Lark had agreed what we’d had was nothing, so at most, Lark and I were friends. And that would have to be enough. I couldn’t stop caring about him. I’d always cared, even when I’d spent years behind a door pretending not to. But if he wanted a friend, and nothing more, I’d be that friend. Considering everything Razak had inflicted upon him and the things Razak had demanded he do to undermine the courts, if Lark never wanted to be touched again, I’d understand that too.

“Lark, we must follow those three stars,” I said, coming up behind him.

“Shh.” He waved me back. “Something’s out there.”

I peered into the gloom, searching for something out of place, but saw only sand dunes swept between jagged rocks. It was the same landscape we’d been traipsing through all night. The wind hissed, but nothing moved.

“There.” Lark pointed and it took a little while to focus on a patch of sand at the bottom of the dunes. It appeared to be moving, as though stirred from below. “You see it? What is that?”

It didn’t appear to be much. A dust devil? “Probably the wind.”

The stirring motion swelled, and sand spiraled like water down a drain. The hair on the back of my neck prickled and the chill that had wrapped around me for hours tightened its hold. The spiraling widened, and the ground beneath our boots trembled, then shifted, slipping forward.

Lark reached for me, the dune shifted, and we both dropped.
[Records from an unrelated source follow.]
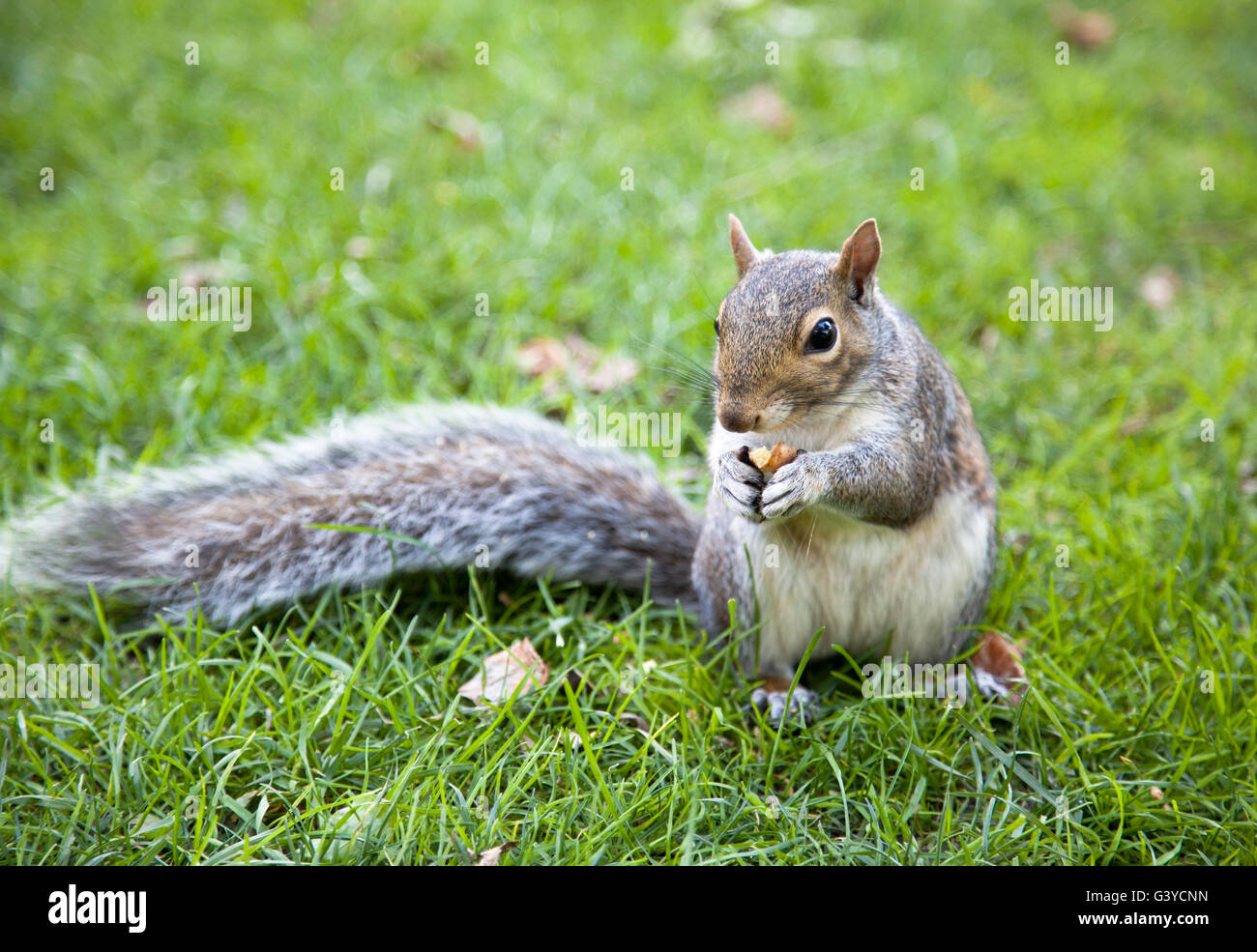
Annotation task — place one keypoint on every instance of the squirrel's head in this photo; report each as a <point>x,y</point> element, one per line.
<point>795,330</point>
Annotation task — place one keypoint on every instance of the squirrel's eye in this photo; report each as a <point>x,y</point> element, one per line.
<point>822,335</point>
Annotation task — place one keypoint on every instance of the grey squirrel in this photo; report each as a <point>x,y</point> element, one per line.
<point>883,525</point>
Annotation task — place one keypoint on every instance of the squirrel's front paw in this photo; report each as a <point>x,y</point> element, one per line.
<point>740,485</point>
<point>782,706</point>
<point>792,489</point>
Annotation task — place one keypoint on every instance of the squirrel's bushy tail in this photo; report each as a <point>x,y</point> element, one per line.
<point>493,487</point>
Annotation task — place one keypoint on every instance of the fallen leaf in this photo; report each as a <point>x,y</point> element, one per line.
<point>997,667</point>
<point>1086,28</point>
<point>1159,288</point>
<point>594,369</point>
<point>463,126</point>
<point>359,247</point>
<point>762,105</point>
<point>506,671</point>
<point>541,356</point>
<point>490,856</point>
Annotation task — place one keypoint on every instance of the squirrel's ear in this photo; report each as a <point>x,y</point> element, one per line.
<point>859,260</point>
<point>745,254</point>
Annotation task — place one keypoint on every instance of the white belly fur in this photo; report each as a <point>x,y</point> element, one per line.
<point>862,582</point>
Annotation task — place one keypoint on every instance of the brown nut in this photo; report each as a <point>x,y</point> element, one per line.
<point>770,461</point>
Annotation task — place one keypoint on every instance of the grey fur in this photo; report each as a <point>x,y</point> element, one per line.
<point>506,487</point>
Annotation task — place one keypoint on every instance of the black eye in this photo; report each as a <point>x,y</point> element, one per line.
<point>822,335</point>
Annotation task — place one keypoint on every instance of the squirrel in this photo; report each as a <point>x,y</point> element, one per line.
<point>883,527</point>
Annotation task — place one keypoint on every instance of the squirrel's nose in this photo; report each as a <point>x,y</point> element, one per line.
<point>737,419</point>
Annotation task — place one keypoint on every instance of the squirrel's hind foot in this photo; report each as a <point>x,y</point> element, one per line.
<point>780,706</point>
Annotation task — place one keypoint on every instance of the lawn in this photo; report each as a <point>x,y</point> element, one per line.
<point>486,204</point>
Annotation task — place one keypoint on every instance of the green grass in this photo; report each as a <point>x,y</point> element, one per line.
<point>334,733</point>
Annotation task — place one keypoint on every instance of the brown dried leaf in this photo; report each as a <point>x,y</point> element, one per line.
<point>541,356</point>
<point>463,126</point>
<point>504,672</point>
<point>1000,658</point>
<point>596,370</point>
<point>490,856</point>
<point>1086,28</point>
<point>765,107</point>
<point>1159,288</point>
“Draven!” I twisted, Lark’s hand in mine, and grabbed hold of Draven’s already-reaching fingers. He heaved, dragging us against a sudden river of earth gushing below our feet, until finding solid rock underfoot.

All around the sand flowed like water, pouring downward, into a widening vortex.

Draven grabbed me around the waist and shoved me away. “Go!” He shoved Lark toward me. But behind Draven—rising up like one of the rocky monuments come to life—a vast beast towered. Sand waterfalled off its bulk, obscuring whatever features it had. Maybe it was the desert itself, come alive to devour us.

“By Dallin.” It was huge, the size of a house, or bigger.

A pair of jaws opened, revealing rows of triangular teeth and a gullet that would swallow all three of us whole. “Draven! Look out!”

Draven spun with his daggers out, as though he meant to attack, but when he saw it, he froze. He didn’t lunge, or flee. Just…looked.

“Go!” Lark grabbed me, spun me around, and pushed. “Go, go!”

I dug my heels in. “But Draven—”

“If he wants to dance with it, let him!”

“He’ll die!”

Draven still wasn’t moving. He stood with his back to us, and the beast kept on rising out of the sand, growing larger and larger with every passing moment.

“Draven!?” I took a step closer.

“Don’t,” Lark warned. “You’ll die with him.”

“We can’t leave!”

Lark’s pained expression fell. In a single, swift turn, he bolted back toward Draven, toward the beast.

They were both idiots. They’d die, and for what?

Draven stared and the sand spun around him, like it had in the storm. But now there truly was a beast at its heart. The creature reached its full height and tilted forward, about to dive and consume them both. “Hurry!”

Lark skidded to Draven’s side, grabbed his arm, and attempted to pull him out of whatever madness had gripped him. But Draven didn’t move. Had he lost his mind?